Predator Outdoes Kinect At Object Recognition
mikejuk writes "A real breakthough in AI allows a simple video camera and almost any machine to track objects in its view. All you have to do is draw a box around the object you want to track and the software learns what it looks like at different angles and under different lighting conditions as it tracks it. This means no training phase — you show it the object and it tracks it. And it seems to work really well! The really good news is that the software has been released as open source so we can all try it out! This is how AI should work."
The kinect doesn't have stereo cameras. It has one color camera which isn't really used for much, a IR projector (that projects IR dots all over the scene) and a IR camera. The IR camera uses the pixel distance between the dots to find the distance. The depth image you then get is used as input to the algorithm that detects the body parts and their orientation etc.
Any sufficiently advanced technology is indistinguishable from magic.
I'm looking forward to looking at the GPL'd source code. There are a lot of ways to do object tracking, and they've all generally got problems, but I was rather impressed with this presentation. It was able to track the moving vehicle while it passed into and out of shadows (non-uniform saturation), as well as track that panda while it turned around (changing its shape), and it was able to distinguish a black-and-white version of the presenter's face (not based on color). It was able to recognize objects that moved off screen, which seems to indicate that it's not just drawing a snake around the moving object. Furthermore, it doesn't seem to need to be specifically programmed to track each object (as we saw the presenter just drag-and-drop a box around his hand/face.)
This isn't a breakthrough. Much of the technology for tracking objects in this way has been out for about a decade. See this Wikipedia article for one technique for doing this:
http://en.wikipedia.org/wiki/Scale-invariant_feature_transform
who can't spell
I guess you're fluent in Czech?
The source code was already released. https://github.com/zk00006/OpenTLD
There are a few more repos here.. http://www.google.co.th/#q=site:github.com+%22TLD+is+an+algorithm+for+tracking+of+unknown+objects%22&hl=en&filter=0
it should be no problem to track individual limbs to generate a skeleton of the user
I'm not so sure about that. He is using a tracking algorithm paired to a template matching algorithm. His claim is that, although both methods have high error rates, their errors are mostly orthogonal to each other. In other words, one method works better sometimes, the other method works better sometimes, and combined, they do a pretty good job. In his videos he's left out scenes where there is a large area of near constant intensity. I'm curious how his method deals with this as there aren't enough details to track, nor are there enough features to template match. Also, with arms and legs, if the texture is generally the same between the two (say you are wearing sweatpants and a sweatshirt of the same color), then there really isn't enough information for the tracker to work with in order to distinguish a leg from an arm. Straight arms and straight legs will both match the template, the tracker will likely struggle with the relatively large area of constant intensity.

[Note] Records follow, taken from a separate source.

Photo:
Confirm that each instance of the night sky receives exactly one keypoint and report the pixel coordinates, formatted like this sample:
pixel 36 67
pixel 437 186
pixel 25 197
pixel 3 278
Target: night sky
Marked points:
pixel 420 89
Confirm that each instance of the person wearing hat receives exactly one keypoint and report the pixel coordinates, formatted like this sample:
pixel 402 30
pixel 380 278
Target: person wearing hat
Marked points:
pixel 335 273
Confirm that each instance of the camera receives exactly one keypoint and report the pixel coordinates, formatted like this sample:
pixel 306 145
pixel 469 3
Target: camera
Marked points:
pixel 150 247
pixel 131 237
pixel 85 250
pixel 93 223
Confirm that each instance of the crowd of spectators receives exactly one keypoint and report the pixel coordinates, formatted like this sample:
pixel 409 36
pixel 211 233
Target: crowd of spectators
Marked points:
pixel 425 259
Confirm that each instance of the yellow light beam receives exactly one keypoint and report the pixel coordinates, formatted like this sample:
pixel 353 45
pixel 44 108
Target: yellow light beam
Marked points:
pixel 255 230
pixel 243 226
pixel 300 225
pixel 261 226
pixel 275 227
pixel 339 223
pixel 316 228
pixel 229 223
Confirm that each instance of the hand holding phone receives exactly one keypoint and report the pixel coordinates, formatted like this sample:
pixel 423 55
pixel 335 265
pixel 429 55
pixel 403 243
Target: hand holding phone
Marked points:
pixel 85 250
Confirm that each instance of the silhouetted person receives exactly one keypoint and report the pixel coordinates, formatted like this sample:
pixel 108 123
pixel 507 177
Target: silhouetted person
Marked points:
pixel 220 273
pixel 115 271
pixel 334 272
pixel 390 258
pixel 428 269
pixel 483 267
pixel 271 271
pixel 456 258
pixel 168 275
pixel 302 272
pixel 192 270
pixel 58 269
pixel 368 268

That's not to detract from Kalal's research - this is really good work - I just want to point out that it very likely suffers from a few achilles heals not mentioned in his video.

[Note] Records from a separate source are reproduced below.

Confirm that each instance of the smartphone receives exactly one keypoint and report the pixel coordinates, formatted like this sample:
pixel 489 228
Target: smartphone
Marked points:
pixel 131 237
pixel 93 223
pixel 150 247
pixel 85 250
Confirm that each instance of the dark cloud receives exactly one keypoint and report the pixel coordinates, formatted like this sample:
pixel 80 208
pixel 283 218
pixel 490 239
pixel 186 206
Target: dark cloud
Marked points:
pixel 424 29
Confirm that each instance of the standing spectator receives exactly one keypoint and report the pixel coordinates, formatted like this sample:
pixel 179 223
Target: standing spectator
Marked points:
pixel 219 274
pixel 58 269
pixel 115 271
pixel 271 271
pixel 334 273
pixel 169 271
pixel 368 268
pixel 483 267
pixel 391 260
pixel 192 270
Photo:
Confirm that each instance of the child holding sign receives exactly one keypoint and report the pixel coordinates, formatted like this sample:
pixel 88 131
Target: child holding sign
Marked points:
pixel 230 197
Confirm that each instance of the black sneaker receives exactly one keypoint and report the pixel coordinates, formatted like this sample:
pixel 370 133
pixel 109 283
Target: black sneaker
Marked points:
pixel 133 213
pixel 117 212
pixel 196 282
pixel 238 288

Now pair this method with the kinect, and you might see a real improvement.
Government is not reason; it is not eloquent; it is force. Like fire, it is a dangerous servant and a fearful master.
No - wrong on all counts.
- Kinect doesn't have stereo cameras (it has an IR camera for depth perception and a visible light camera for other usage)
- Kinect doesn't use the visible light camera for body recognition. Recognition is based on the depth map provided by the IR grid projector and IR camera.
- Kinect doesn't operate like a laser rangefinder (it operates via structured light displacements, not via light pulse reflection times)
- Kinect doesn't track a wireframe (it tracks independent body parts)
How you got modded as "4 - informative" is beyond me. The blind leading the blind.
The way Kinect works is by projecting a dense evenly-spaced grid of IR dots (i.e. structured light) on the scene, then using it's IR camera (horizontally offset from the grid projector) to pick up the reflected dot pattern.
Due to depth differences in the scene, and the offset of the IR camera from the IR projector, the reflected dot pattern is not evenly spaced - the dots are horizontally displaced based on depth. To understand this, consider shining two parallel beams of light at a) a flat surface, and b) a surface angled at 45 degrees away from the light source. If you took a step sideways away from the light beams and looked at their reflections of the two objects, the dot (beam) separation on the flat surface would be the same as the true beam separation, but the dot separation on the angled surface would be increased. by an amount you could calculate using simple trig.
In order to operate in real-time with low cost, a dedicated chip processes the IR camera image and converts the dot displacements into the corresponding depth map.
The clever, and somewhat counter-intuitive, part is how Kinect then turns this depth map into a body part map. The basic idea is that it probabilistically maps local clusters of depths to body parts (via having been trained on a huge manually body-part-labelled image set), then converts these local probabilities into larger scale body part labels (i.e. if 60% of the local clusters in a region say "hand" , then the region is labelled as a hand). This way it doesn't track overall body postion or a wireframe, but rather independently tracks body parts (which is why it has no trouble correctly tracking muliple partially occluded people in frame).